This interdisciplinary collection of essays takes as its axis the violence that has permeated Colombian society during the past 150 years. Three opening chapters by North American scholars explore the political and social history of Colombia from independence to World War II. Major revisionist work by Colombians on the classical period of “la violencia” between the late 1940s and the mid-1960s follows. The balance of the book includes rich offerings from the body of empirical research and interpretation, again mostly by Colombians, on guerrilla conflicts, drug wars, and right-wing paramilitary activity in the last two decades. As a response to the violence, the volume seeks, in the words of editor Ricardo Peñaranda, to “constitute a body of analysis and a platform for democratic action” (p. 293).

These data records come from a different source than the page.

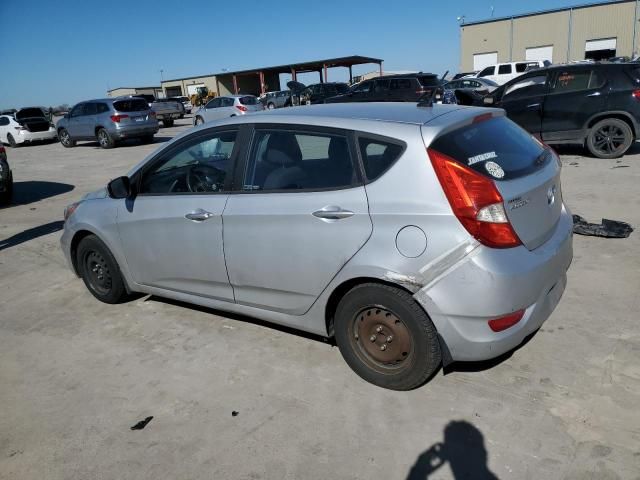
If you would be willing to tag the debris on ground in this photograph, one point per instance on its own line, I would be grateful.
(608, 228)
(141, 424)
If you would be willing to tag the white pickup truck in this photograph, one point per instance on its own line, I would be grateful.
(167, 111)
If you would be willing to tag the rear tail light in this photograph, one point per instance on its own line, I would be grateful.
(475, 201)
(502, 323)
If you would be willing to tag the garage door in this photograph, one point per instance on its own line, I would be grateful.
(539, 53)
(481, 60)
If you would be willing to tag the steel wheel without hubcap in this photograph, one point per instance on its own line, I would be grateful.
(98, 272)
(381, 339)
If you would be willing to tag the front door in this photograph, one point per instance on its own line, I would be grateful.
(523, 100)
(576, 94)
(172, 231)
(301, 215)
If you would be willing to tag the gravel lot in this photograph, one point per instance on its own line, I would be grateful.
(76, 374)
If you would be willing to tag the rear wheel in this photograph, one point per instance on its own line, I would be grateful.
(65, 139)
(99, 271)
(104, 139)
(386, 338)
(11, 141)
(609, 138)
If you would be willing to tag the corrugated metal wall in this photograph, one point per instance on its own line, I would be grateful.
(587, 23)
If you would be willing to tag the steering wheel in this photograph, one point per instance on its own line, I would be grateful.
(204, 178)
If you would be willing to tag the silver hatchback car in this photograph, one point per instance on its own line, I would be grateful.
(228, 106)
(108, 120)
(414, 236)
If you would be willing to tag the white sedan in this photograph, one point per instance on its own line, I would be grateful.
(26, 125)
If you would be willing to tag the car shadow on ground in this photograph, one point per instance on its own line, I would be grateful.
(127, 143)
(243, 318)
(462, 448)
(31, 233)
(35, 190)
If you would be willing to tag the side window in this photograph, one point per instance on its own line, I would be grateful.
(288, 160)
(198, 166)
(487, 71)
(568, 81)
(77, 111)
(526, 87)
(378, 156)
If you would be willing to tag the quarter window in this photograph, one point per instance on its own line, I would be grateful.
(198, 166)
(287, 160)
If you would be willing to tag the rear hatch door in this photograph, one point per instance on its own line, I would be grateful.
(525, 172)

The book questions the traditional, largely monochromatic explanations of Colombian violence, such as distorted modernization, cultural legacy, failed agrarian revolution, and “weak state” theories. Instead, as Charles Bergquist explains in his opening essay, the articles draw attention to the confluence of social conflicts, primarily in the countryside, and political culture and institutions. Several essays focus on the perennial struggle over land. Catherine LeGrand portrays the conflicts between landowner-merchant elites and smallholders throughout the Andean massif well into this century, and Alfredo Molano describes the “armed colonization” on the Amazonian plain and other more recent frontier zones. At the same time, the book sets in relief the crucial role of Colombia’s exclusionary political system in giving impetus and shape to the country’s endemic violence throughout the nineteenth and twentieth centuries. David Bushnell sets the stage with his discussion of partisan divisions among the elites in the postindependence period. In the book’s third section, the contributors indicate how the elites’ use of the National Front to contain lower-class claims after 1958 contributed to Colombia’s eventually finding itself where it is now, in what philosopher Luís Alberto Restrepo calls “the eye of the hurricane” (p. 275).

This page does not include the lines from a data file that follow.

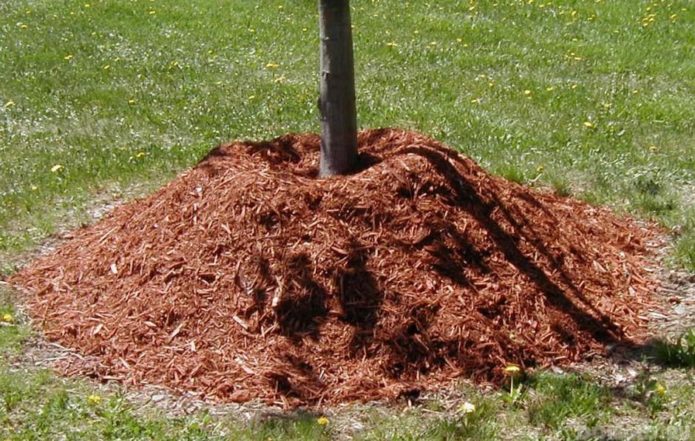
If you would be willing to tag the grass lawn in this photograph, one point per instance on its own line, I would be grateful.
(104, 99)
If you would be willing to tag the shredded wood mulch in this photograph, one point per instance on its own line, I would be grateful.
(248, 277)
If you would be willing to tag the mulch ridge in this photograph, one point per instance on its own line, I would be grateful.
(249, 278)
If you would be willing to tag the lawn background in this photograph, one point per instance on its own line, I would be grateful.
(103, 101)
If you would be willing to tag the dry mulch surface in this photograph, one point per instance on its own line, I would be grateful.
(248, 277)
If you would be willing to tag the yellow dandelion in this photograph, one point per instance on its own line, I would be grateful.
(467, 408)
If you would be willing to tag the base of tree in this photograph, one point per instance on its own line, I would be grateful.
(248, 277)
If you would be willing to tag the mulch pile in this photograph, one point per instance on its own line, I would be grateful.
(248, 277)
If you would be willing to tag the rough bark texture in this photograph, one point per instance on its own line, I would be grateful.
(337, 101)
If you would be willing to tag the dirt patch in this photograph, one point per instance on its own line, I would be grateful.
(247, 277)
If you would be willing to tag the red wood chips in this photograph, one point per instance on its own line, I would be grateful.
(248, 277)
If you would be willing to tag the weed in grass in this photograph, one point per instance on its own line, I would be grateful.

Rarely does an edited volume provide a new historical synthesis, and this is no exception. This book does, however, represent a prospectus for the rewriting of Colombian social and political history since independence. The essays demonstrate that the upper classes have been continuously reconstituted since the beginning of the republic, through a complex intertwining of political and economic entrepreneurship. The emergent coffee elite described in Carlos Miguel Ortíz Sarmiento s study of the Quindío during the 1950s and 1960s prefigures the drug cartels two decades later. In a somewhat different vein, Medófilo Medina compares the place of violence in shifting capital accumulation strategies and elite economic development programs in the 1940s and 1980s.
This collection also engenders a more complex approach to the study of lower-class politics than has usually prevailed in Colombian historical writing. Several essays focus on individual and collective agency among subaltern groups within discrete regional contexts, and place renewed emphasis on the role of ideology in this conflict-ridden society. Bergquist restates his highly original narrative of the relatively successful claims making by smallholders against the state and landlords, which led to the upheavals of the late 1940s and 1950s. In a pathbreaking essay, Colombia’s preeminent social historian, Gonzalo Sánchez, suggests the manner by which country folk forged a discourse of resistance at the height of the midcentury violence. The provocative contributions of Eduardo Pizarro and Alfredo Molano also take up these issues as they explore contemporary revolutionary agrarianism in newly colonized zones.
Finally, this book places on the scholarly agenda comparisons of Colombia with other regions in the Americas and elsewhere. French political scientist Daniel Pecaut notes, for example, that the coexistence of an enduring parliamentary regime and permanent civil war presents an intriguing contrast with the turn to authoritarianism in the Southern Cone during the 1960s and 1970s. Such an approach could challenge the inordinate parochialism of so much Colombian historiography, and could also cast new light on such diverse phenomena as the Mexican Revolution, the more recent Central American insurgencies, and the multiple histories of this continent of frontiers.